The Art of Separation

This article discusses important considerations regarding the topic of separation of hardware and software logic, with functional safety certification as a major theme.

Yi Zheng

Jan. 7, 2015

9 min read

Add Us On Google

It may seem odd to see the word “art” in the title of a technology-oriented article. But when it comes to the topic of separation, “art” is the most apropos description of the status quo. If the science of separation existed, it would precisely prescribe the methodology for separating system functions, thereby saving system designers lots of headaches. Unfortunately, the science of separation doesn’t exist. Not yet, anyway. So for now, let’s take a closer look at the “art.”

Download this article in .PDF format
This file type includes high resolution graphics and schematics when applicable.

The objects we’re trying to separate constitute parts of a system—for the purpose of this article, a system that consists of hardware and software. In the “good old days” when systems were simple, there was little need for separation. It would be pretty meaningless to separate one function from another in a single-threaded program running on a microprocessor designed to perform a simple task.

However, as powerful multicore hardware increases system complexity, meaning hundreds of thousands of lines of software code, the need for separation quickly becomes critical. This need intensifies when adding safety certification to the list of requirements to provide a publicly recognized level of guarantee of system reliability.

Seizing Control

The goal of separation can be boiled down to one word: control. Whether it is development costs, delivery schedules, future evolution, or product features and quality, various stakeholders—from senior management to programmers—want to take charge of the factors that matter most to them. In fact, separation is a strategy that influences controllability on almost every level. Shown is a fictitious system that controls an external actuator performing a safety-critical function (see the figure). The system communicates with other systems over some form of bus and writes data into logs stored in a file system while sending information to be displayed on a graphical user interface (GUI).

Electronicdesign Com Sites Electronicdesign com Files Uploads 2015 01 Qnx Diagram Final Cropped

This system, which controls an external actuator performing a safety-critical function, communicates with other systems over a bus and writes data into logs stored in a file system, as well as send information to a GUI display.
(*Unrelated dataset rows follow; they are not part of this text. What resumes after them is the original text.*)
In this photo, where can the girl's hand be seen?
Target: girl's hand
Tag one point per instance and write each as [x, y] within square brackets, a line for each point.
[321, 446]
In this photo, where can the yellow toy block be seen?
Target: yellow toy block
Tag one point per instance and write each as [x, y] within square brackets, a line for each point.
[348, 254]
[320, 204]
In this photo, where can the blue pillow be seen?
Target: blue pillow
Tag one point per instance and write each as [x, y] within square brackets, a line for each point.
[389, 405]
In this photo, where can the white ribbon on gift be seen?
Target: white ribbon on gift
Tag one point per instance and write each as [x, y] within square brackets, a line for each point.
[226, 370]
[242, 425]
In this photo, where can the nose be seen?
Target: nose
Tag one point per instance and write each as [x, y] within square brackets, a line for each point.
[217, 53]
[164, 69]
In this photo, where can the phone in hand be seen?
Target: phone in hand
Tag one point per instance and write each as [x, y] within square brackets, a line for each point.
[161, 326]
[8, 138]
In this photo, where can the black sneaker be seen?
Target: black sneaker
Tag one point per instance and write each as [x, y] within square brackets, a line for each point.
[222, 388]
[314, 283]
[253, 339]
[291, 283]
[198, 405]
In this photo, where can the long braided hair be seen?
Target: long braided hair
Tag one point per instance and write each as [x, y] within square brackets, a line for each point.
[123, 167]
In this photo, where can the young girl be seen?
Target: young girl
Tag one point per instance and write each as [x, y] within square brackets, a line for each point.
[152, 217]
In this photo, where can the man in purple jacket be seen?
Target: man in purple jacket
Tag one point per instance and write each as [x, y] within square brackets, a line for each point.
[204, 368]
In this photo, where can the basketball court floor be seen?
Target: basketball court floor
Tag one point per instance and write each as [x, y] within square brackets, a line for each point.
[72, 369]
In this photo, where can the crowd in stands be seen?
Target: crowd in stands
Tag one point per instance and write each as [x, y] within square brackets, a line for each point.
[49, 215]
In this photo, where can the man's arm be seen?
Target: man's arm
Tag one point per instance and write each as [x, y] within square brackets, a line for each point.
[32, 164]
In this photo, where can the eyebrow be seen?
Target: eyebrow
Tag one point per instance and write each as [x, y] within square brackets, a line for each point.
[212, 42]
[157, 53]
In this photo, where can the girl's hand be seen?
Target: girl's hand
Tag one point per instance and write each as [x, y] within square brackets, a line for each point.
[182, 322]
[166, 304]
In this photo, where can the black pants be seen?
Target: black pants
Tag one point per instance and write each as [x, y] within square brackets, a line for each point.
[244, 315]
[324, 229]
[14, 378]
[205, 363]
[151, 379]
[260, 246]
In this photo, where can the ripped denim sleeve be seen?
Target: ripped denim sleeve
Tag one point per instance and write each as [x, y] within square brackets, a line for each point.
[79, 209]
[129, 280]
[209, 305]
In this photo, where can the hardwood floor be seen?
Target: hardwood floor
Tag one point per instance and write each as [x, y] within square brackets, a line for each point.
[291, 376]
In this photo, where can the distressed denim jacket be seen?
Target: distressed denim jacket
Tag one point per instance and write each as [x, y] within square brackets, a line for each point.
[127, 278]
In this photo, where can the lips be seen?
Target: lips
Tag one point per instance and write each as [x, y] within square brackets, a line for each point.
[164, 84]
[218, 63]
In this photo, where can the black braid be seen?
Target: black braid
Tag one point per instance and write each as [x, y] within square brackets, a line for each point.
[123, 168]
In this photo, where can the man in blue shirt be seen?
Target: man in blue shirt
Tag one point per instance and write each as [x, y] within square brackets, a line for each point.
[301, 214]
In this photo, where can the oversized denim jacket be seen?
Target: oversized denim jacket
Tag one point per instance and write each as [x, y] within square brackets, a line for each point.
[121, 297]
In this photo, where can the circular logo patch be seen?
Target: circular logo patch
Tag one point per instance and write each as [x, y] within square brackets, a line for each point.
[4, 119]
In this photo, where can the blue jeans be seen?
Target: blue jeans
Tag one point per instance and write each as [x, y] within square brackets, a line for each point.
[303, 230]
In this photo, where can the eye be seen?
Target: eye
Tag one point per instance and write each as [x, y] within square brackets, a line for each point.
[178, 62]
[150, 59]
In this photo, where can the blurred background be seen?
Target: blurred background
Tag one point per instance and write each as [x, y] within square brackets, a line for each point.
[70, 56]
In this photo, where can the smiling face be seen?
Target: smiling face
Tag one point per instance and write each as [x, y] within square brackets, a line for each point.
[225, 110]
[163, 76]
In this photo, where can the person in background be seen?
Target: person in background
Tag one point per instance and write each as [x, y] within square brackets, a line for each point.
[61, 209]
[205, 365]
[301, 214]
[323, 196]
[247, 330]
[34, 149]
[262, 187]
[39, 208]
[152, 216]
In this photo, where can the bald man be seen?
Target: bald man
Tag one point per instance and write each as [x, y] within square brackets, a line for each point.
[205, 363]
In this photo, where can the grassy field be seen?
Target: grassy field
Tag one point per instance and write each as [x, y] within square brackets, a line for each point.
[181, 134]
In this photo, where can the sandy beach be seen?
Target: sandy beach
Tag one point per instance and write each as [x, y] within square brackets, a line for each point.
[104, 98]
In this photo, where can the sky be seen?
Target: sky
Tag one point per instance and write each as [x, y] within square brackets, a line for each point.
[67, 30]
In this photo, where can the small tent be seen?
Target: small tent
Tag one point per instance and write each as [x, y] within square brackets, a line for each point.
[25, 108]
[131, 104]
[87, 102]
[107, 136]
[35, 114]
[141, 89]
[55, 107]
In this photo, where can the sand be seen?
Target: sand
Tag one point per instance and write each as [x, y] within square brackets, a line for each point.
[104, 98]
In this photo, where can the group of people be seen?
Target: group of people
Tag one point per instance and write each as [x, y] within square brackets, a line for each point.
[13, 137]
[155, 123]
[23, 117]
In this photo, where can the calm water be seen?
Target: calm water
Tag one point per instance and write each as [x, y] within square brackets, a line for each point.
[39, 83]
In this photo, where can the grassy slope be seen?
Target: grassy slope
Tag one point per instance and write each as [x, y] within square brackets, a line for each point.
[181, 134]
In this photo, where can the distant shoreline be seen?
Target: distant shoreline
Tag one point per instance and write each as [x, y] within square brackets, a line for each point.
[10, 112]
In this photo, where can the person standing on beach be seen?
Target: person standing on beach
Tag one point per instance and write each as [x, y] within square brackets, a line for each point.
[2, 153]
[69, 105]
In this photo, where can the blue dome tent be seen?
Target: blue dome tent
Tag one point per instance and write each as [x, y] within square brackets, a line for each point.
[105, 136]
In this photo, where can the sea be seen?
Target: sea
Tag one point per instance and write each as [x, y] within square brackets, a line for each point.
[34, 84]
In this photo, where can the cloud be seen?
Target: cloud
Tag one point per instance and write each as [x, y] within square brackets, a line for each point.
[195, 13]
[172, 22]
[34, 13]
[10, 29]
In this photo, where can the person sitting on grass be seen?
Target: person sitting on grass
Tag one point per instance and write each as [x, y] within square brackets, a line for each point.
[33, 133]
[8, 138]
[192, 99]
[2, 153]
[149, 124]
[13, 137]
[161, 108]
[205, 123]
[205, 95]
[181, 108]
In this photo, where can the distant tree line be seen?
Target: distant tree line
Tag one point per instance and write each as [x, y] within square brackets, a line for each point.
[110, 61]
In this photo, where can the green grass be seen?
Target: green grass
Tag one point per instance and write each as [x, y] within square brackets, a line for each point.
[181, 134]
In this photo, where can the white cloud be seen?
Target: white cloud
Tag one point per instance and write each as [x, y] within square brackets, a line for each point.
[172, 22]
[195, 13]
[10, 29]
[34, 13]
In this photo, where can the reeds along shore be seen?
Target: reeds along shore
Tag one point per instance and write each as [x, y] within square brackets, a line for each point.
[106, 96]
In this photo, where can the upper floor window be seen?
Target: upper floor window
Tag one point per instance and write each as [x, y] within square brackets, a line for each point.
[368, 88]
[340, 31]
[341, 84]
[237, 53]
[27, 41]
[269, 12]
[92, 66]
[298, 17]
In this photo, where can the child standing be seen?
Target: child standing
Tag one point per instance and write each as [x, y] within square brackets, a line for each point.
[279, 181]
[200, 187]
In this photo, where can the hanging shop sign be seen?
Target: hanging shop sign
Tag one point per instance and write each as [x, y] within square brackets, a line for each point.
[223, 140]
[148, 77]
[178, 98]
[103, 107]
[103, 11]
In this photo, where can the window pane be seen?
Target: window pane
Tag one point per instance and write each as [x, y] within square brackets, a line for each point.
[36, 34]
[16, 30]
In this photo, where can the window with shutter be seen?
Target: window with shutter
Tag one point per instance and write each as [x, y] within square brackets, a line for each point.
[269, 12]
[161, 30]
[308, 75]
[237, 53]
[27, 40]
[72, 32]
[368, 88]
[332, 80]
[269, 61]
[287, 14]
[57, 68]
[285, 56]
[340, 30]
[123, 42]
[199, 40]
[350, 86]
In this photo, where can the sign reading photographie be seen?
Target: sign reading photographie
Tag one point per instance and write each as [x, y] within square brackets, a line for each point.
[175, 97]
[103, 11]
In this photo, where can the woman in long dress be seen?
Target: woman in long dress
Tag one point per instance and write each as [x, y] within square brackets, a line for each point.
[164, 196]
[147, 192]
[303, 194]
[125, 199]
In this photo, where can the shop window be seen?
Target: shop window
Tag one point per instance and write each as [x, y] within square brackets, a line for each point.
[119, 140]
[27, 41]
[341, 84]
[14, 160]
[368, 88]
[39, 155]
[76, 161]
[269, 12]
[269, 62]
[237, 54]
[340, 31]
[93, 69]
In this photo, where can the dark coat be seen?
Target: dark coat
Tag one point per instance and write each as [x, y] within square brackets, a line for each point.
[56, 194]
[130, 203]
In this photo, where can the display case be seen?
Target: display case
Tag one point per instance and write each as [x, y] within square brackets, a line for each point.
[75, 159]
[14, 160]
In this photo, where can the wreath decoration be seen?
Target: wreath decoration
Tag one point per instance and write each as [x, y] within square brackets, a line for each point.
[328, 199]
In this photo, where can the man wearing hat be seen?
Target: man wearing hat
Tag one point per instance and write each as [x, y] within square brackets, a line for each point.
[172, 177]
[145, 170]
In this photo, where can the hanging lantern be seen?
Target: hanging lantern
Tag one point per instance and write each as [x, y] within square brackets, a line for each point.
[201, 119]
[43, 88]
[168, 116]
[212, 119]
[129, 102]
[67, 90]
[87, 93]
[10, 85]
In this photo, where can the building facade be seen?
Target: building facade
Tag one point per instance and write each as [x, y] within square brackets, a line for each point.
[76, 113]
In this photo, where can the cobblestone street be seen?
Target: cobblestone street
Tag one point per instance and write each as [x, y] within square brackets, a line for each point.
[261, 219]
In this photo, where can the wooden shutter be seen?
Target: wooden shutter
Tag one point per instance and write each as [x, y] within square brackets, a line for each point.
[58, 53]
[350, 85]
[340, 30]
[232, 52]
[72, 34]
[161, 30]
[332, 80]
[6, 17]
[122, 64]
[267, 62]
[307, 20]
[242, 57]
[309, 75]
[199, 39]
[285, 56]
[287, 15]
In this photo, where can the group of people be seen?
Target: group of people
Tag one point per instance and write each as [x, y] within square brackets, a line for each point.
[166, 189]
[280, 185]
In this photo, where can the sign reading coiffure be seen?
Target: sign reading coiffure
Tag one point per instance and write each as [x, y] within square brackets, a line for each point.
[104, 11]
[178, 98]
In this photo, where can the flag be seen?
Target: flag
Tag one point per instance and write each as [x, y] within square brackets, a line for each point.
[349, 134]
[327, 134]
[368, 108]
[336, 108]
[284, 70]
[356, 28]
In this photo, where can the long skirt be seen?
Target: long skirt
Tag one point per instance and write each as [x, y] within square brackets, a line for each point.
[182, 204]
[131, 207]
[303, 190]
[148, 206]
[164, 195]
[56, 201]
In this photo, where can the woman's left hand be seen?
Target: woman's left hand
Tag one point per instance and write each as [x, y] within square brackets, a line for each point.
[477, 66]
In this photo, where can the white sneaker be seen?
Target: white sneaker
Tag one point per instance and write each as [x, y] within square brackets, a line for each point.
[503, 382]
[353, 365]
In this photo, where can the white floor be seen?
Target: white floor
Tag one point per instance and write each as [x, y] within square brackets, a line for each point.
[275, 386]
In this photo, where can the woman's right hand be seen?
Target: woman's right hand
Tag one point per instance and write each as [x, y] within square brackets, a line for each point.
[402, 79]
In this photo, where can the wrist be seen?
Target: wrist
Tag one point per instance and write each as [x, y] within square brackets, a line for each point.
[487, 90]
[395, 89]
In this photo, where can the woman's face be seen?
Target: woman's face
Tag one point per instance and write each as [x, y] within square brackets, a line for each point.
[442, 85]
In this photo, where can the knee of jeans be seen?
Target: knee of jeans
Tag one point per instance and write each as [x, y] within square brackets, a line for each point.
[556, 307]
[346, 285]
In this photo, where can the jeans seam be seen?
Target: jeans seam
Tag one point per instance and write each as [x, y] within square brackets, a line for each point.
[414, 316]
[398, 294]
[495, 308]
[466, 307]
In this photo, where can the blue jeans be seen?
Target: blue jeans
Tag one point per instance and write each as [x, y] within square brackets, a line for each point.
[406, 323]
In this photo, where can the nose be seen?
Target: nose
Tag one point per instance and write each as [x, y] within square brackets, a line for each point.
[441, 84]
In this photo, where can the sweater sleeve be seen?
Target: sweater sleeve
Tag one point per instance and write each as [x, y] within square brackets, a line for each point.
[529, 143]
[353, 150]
The most simplistic design is to pile all functions together into a single software block and run it on a microprocessor. However, the time and effort saved to avoid a sophisticated system design will be negated many times over by the drawbacks of a system without separation. A malfunction of the data-logging function could negatively affect the control function and cause a critical failure on the actuator, which may, in turn, lead to human or property damage. Increasing system complexity heightens the probability of failure in critical components (due to external interferences). In fact, this is one of the key drivers behind the burgeoning safety standards for various markets in recent years.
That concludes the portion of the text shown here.